Gov. Mike Parson says he’s taking a hands-off approach to filling two high-paying cabinet positions in his administration.
The looming departures of Zora Mulligan as the state’s higher education commissioner and May Scheve-Reardon as the long-time director of the Missouri Lottery have opened the door to new leadership.
But, in each case, the agencies are governed by commissions, rather than overseen directly by the governor.
That, a spokeswoman said, means the Republican governor is not getting directly involved in the search for replacements.
“Governor Parson appoints the members of Commissions and has chosen individuals who he believes will make the right decisions on behalf of the people of Missouri. Each Commission determines its leader,” aide Kelli Jones said. “Governor Parson is confident each Commission will appoint a strong leader who will continue to move Missouri forward.”
Parson’s public attitude is different than his predecessor, former Gov. Eric Greitens, who resigned in 2018 under a cloud of scandal.
Greitens, a Republican who is attempting a political comeback this year as a candidate for U.S. Senate, spent much of 2017 stacking the state school board with his own appointees. Without any public explanation, the new board members then moved to fire Education Commissioner Margie Vandeven, despite her receiving high marks from school advocates and other education observers.
A year later, after Greitens had left office, Vandeven was rehired.
As governor, Parson has had a penchant for picking current or former lawmakers for jobs in his administration, giving most of them a raise from their $39,500 House or Senate salaries to boost their taxpayer-funded pensions down the line.
Scheve-Reardon earned $127,954 in 2021, while Mulligan pulled in $182,052.
In May, Mulligan was hired as executive vice president at Missouri State University after nearly six years at the Missouri Department of Higher Education and Workforce Development.
The Coordinating Board for Higher Education met in May to discuss the transition, placing deputy commissioner Leroy Wade to serve as interim commissioner once Mulligan leaves.
Mulligan, the longest-serving commissioner in the past 20 years, helped oversee a transition to absorb two workforce development divisions into the agency at the direction of Parson.
Wade has been with the department in various capacities since January 1986. He served as interim commissioner after former commissioner Dr. David Russell retired in 2016.
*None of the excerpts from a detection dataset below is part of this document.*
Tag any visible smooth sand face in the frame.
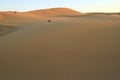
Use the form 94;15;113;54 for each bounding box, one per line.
0;16;120;80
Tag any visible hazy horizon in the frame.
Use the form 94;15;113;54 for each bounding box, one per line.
0;0;120;12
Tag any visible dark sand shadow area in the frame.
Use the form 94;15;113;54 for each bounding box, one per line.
0;25;18;37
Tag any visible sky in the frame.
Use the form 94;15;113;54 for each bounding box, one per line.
0;0;120;12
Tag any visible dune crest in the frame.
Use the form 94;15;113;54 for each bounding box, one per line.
27;8;81;16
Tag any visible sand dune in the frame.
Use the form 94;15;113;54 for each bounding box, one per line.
28;8;80;16
0;7;120;80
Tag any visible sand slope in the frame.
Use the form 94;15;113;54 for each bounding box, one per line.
27;8;81;17
0;7;120;80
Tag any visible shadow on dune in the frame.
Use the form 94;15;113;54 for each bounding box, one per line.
0;25;19;37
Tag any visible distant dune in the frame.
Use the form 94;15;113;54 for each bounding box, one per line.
28;8;81;16
0;8;120;80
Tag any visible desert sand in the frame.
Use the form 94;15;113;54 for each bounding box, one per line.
0;9;120;80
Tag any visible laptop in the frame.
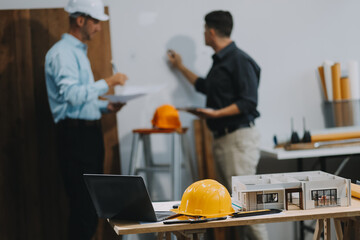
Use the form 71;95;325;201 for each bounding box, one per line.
83;174;175;222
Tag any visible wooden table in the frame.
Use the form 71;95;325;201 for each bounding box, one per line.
109;198;360;239
261;146;360;240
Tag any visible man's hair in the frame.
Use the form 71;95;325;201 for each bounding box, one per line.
205;10;233;37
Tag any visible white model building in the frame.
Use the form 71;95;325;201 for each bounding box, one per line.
232;171;351;211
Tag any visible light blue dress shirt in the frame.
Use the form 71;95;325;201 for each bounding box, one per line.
45;33;109;123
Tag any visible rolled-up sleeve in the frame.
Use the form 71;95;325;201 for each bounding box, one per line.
194;78;207;95
234;59;259;114
50;52;109;106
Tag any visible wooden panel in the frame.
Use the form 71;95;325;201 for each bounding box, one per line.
0;9;120;240
88;8;120;173
194;119;216;179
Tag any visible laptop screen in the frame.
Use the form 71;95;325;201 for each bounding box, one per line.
84;174;156;222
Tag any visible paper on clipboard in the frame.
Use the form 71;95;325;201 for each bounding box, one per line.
103;84;165;103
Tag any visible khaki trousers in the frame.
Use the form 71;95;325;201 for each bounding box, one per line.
213;126;268;240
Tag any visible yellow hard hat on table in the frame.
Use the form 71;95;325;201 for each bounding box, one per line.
151;104;181;129
172;179;235;218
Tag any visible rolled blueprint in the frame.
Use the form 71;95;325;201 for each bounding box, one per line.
318;66;329;101
348;61;360;99
340;77;351;100
324;60;334;101
331;63;341;101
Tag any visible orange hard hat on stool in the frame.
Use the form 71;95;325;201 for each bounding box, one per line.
151;104;181;129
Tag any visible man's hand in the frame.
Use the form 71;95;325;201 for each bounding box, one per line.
105;73;128;87
167;50;198;85
107;102;126;113
167;50;183;69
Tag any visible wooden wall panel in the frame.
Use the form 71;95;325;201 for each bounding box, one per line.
0;9;120;240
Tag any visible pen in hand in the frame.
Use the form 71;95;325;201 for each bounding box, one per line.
111;60;119;74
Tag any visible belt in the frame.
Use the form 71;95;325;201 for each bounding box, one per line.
212;122;254;138
57;118;101;127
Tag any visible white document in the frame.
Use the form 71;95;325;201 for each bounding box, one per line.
103;84;166;103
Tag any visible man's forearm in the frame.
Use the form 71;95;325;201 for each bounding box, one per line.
179;65;199;85
217;103;240;117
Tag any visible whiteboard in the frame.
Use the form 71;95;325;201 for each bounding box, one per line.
108;0;360;171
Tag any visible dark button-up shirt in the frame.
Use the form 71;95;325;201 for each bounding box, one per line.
195;42;260;131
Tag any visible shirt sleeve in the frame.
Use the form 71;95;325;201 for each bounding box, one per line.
49;51;109;106
235;59;259;114
194;77;207;95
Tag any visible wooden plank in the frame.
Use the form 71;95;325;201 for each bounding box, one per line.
0;8;120;240
193;119;205;179
334;219;344;240
202;120;216;179
88;8;121;173
30;9;68;239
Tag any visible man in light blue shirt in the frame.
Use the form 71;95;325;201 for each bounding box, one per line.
45;0;127;240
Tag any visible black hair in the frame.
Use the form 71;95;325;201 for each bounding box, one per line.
205;10;233;37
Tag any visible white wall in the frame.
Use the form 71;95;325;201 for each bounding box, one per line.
0;0;360;239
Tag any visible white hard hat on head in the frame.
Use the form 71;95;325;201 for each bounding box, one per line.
65;0;109;21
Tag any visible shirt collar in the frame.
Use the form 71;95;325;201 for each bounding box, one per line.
212;42;236;60
61;33;87;51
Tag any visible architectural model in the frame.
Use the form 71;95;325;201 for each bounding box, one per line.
232;171;351;211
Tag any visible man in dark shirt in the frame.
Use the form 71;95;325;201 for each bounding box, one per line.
168;11;267;239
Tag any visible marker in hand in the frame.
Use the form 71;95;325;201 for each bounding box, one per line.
167;49;175;57
111;60;119;73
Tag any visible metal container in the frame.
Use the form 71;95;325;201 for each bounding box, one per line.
322;100;360;128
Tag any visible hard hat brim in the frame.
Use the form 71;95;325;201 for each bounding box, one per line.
90;14;109;21
170;209;235;218
64;6;109;21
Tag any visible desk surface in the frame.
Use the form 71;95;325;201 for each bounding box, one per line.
260;146;360;160
109;198;360;235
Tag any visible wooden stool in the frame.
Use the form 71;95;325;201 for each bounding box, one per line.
129;128;194;200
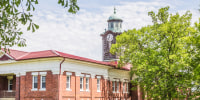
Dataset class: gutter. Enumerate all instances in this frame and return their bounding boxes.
[58,58,65,100]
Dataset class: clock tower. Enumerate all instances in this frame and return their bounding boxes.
[101,8,123,61]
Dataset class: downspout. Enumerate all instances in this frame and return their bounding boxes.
[58,58,65,100]
[19,76,21,100]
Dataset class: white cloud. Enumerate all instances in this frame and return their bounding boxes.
[11,0,200,60]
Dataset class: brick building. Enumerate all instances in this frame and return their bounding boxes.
[0,50,137,100]
[0,10,140,100]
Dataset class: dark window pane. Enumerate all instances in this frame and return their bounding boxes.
[34,76,38,83]
[34,83,37,88]
[42,83,46,88]
[10,85,12,90]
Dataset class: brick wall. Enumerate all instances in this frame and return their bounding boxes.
[20,71,58,100]
[19,71,135,100]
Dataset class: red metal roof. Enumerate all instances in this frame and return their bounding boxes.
[2,49,130,70]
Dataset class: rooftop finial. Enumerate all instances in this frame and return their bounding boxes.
[114,7,116,14]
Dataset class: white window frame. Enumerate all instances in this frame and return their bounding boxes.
[40,75,46,91]
[126,82,129,93]
[40,72,47,91]
[66,72,72,91]
[112,81,115,93]
[117,82,119,93]
[97,76,101,92]
[123,82,126,93]
[32,75,38,91]
[66,75,71,91]
[80,76,84,91]
[85,75,90,91]
[8,79,13,91]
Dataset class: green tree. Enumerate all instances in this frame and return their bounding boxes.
[111,7,196,100]
[0,0,79,49]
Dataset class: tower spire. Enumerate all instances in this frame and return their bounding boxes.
[114,7,116,14]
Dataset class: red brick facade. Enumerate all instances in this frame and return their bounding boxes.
[0,71,137,100]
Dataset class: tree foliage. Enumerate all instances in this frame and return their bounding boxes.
[0,0,79,48]
[111,7,200,100]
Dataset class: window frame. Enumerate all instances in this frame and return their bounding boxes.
[123,82,126,93]
[85,77,90,91]
[116,81,120,93]
[66,75,71,90]
[40,75,46,90]
[32,75,38,90]
[112,81,116,93]
[80,76,84,91]
[8,79,13,91]
[126,82,129,93]
[39,72,47,91]
[97,76,101,92]
[66,72,72,91]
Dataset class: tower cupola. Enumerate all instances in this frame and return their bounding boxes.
[107,8,123,33]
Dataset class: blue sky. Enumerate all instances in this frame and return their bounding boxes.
[13,0,200,60]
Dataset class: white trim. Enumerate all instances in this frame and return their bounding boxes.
[85,75,90,77]
[80,77,84,91]
[0,50,13,60]
[31,75,38,91]
[80,74,84,77]
[97,78,101,92]
[8,79,13,91]
[66,72,72,75]
[85,77,90,91]
[40,74,46,91]
[66,75,71,91]
[117,81,120,93]
[112,81,116,93]
[31,72,38,76]
[97,76,101,79]
[39,72,47,75]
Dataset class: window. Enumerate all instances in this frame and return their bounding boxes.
[8,80,13,91]
[110,22,113,28]
[126,82,128,93]
[97,78,100,92]
[112,81,115,92]
[40,75,46,89]
[115,22,119,28]
[123,82,126,92]
[66,75,71,90]
[32,76,38,90]
[80,77,83,91]
[117,82,119,92]
[85,77,90,91]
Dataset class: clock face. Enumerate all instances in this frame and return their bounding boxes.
[107,34,113,41]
Scheve-Reardon, a former Democratic state lawmaker who served as director of the Lottery for more than 13 years, announced she was quitting earlier this month. She intends to stay through July 29.
She said battles with the Legislature over her agency’s budget, as well as their inability to stop the spread of illegal video gambling machines in convenience stores and gas stations, led her to step down.
Lottery Commission President Lance Mayfield of Viburnum said he has reached out to the governor’s office for any direction on filling the vacancy.
The plan, for now, is to hire an interim director who will not be a candidate for the full-time position, Mayfield said.
If Parson has a particular person in mind for either the interim or full-time post, Mayfield is not aware of it.
“It’s not been made known to me,” Mayfield said. “They haven’t actually said they have someone in mind.”
Mayfield said he plans to schedule a special meeting of the lottery commission to discuss the opening, with an eye on hiring someone by mid- to late fall.
“We are mapping it all out,” he said.
Although Parson said he’s staying out of the search for directors, Jones said he does have an opinion on their backgrounds.
“Governor Parson wants leaders who are public servants. He wants them to get up every day and work hard to ensure the needs of others are met. He wants leaders who never stop working to make the lives of others better,” Jones said. “Governor Parson often stresses that being a good leader isn’t about being the best, but making those around you better.”